The rupee's non-responsiveness to moves in Treasury yields and the dollar has meant that it tends to outperform its Asian peers when the greenback rallied and is an underperformer on declines.
The Indian rupee is expected to hold near its all-time low on Thursday after the dollar index hit a near three-month-high on the prospects of a Donald Trump U.S. presidential win and bets that the Federal Reserve will cut rates at a prudent pace.

The 1-month non-deliverable forward indicated that the rupee would open at 84.0750-84.0850 to the U.S. dollar, compared with its close of 84.08 in the previous session and the 84.0825 lifetime low hit on Tuesday.
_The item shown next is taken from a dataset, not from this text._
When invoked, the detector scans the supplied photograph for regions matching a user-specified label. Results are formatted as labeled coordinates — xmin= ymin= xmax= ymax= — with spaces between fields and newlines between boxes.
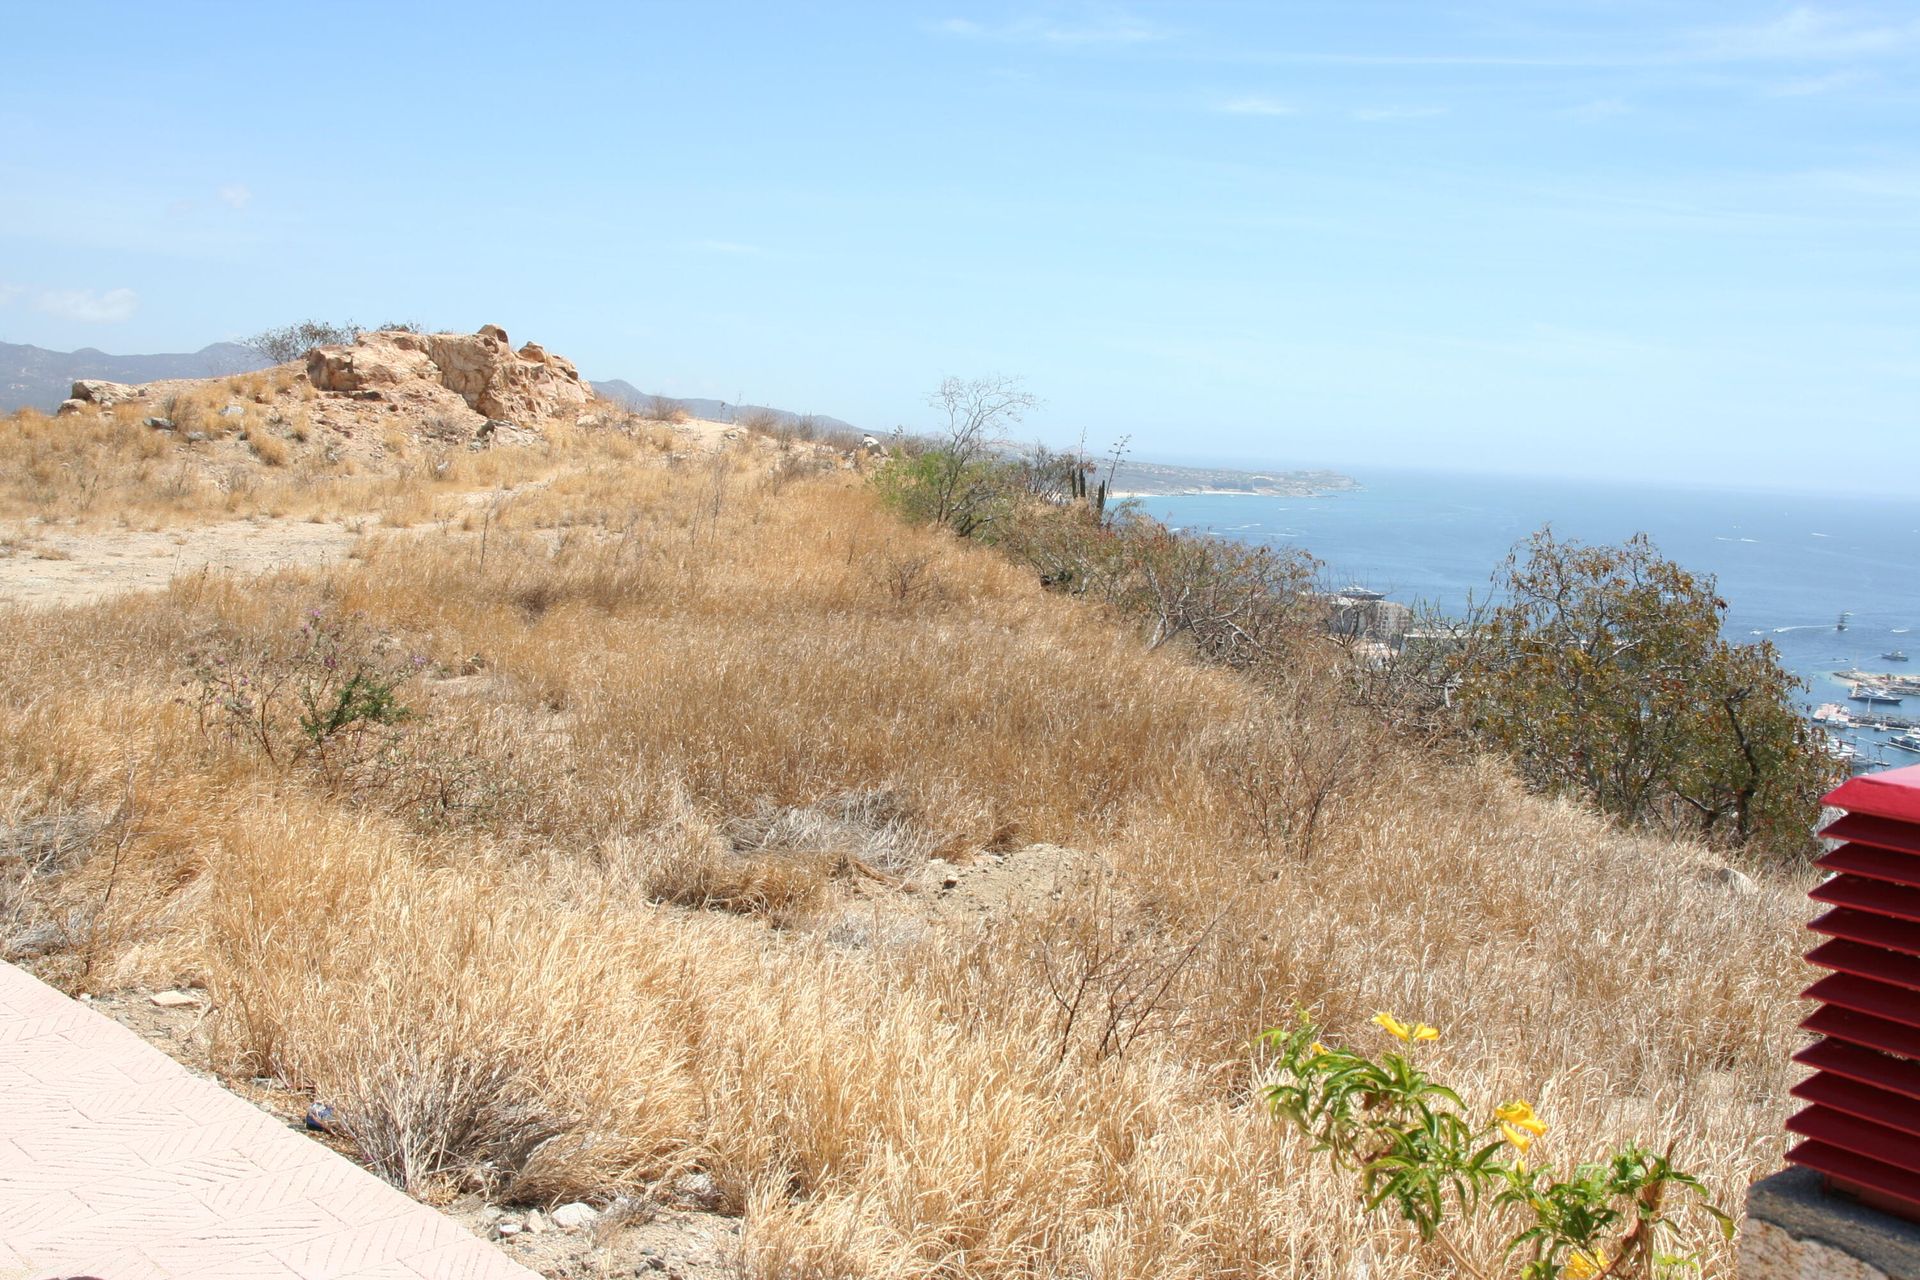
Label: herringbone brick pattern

So far this week, the rupee has been in a less than 3 paisa range, with regular intervention by the Reserve Bank of India countering the jump in U.S. Treasury yields, the run higher in the dollar and equity outflows.

The rupee's 10-day realized volatility has collapsed to less than 1%.

"(I) think the RBI is just making itself heard again that any depreciation (on the rupee) will be at the time they decide and the pace they decide," a currency trader at a bank said.

"They will not allow other factors to decide the rupee's direction."

The rupee's non-responsiveness to moves in Treasury yields and the dollar has meant that it tends to outperform its Asian peers when the greenback rallied and is an underperformer on declines.

The dollar index, on the back of resilient U.S. data and the increasing probability of a Trump win, is up 3.7% month-to-date. In response, most Asian currencies are down 3% to 4% this month, steeper than the rupee's 0.2% decline.

The dollar index, on Wednesday, climbed to 104.57, the highest since July 30, and is on course for its fourth weekly advance. In October, the gauge has had just three down days, on the back of investors repricing the Fed expectations.

The Fed is not expected to repeat the 50 basis points rate cut it delivered in September.